I want to use CUDA.jl instead of CUDA C/C++ on Jetson nano (Single-board computer with GPU), but I am puzzled by the inexplicable memory usage when executing CUFFT.ifft(). I have confirmed that the memory usage of the Julia process increases by about 800 MB only when CUFFT.ifft() is executed on multiple environments, including Jetson, Ubuntu, and Windows. What is happening? The memory increase after the CUFFT.fft() run is about 180 MB.
I also have tried handling plans, but nothing has changed. It seems to me that the fact that the plan generated by CUFFT.plan_ifft() is not CUFFT.cCuFFTPlan{}, but AbstractFFT.ScaledPlan{} may have something to do with the problem, but I am not sure. The problem occurs similarly when the plan is generated, the input array is multiplied and the FFT is executed.

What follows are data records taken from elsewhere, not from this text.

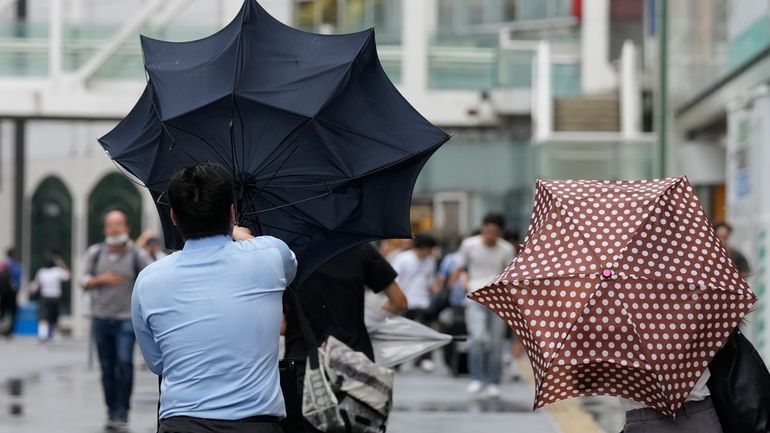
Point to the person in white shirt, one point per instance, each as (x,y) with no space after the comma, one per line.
(48,283)
(484,257)
(416,269)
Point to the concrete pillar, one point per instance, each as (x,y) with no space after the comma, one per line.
(419,23)
(542,98)
(55,46)
(596,74)
(630,93)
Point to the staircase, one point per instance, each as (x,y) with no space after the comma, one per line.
(594,113)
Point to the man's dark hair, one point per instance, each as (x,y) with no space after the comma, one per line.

Is there a way to somehow execute fft() and ifft() with less memory usage?
POSTSCRIPT
I will add specific code that can reproduce the problem.
using CUDA,CUFFT
x = ComplexF32.(CUDA.rand(1024,1024))
# 1024×1024 CuArray{ComplexF32, 2, CUDA.Mem.DeviceBuffer}
# this is OK (Memory usage of the Julia process will increase by about 180 MB.)
fft_x = CUFFT.fft(x)
# for fist time
# 0.965564 seconds (4.46 M allocations: 229.851 MiB, 8.06% gc time, 95.79% compilation time)
# the second time
# 0.005171 seconds (16 allocations: 672 bytes)
# Memory usage of Julia process up to this point is 496 MB.
# this is the problem
ifft_x = CUFFT.ifft(x)
# for fist time
# 1.399079 seconds (1.26 M allocations: 67.445 MiB, 2.01% gc time, 63.29% compilation time)
# the second time
# 0.005467 seconds (17 allocations: 704 bytes)
# Then, memory usage increased to 1.2 GB.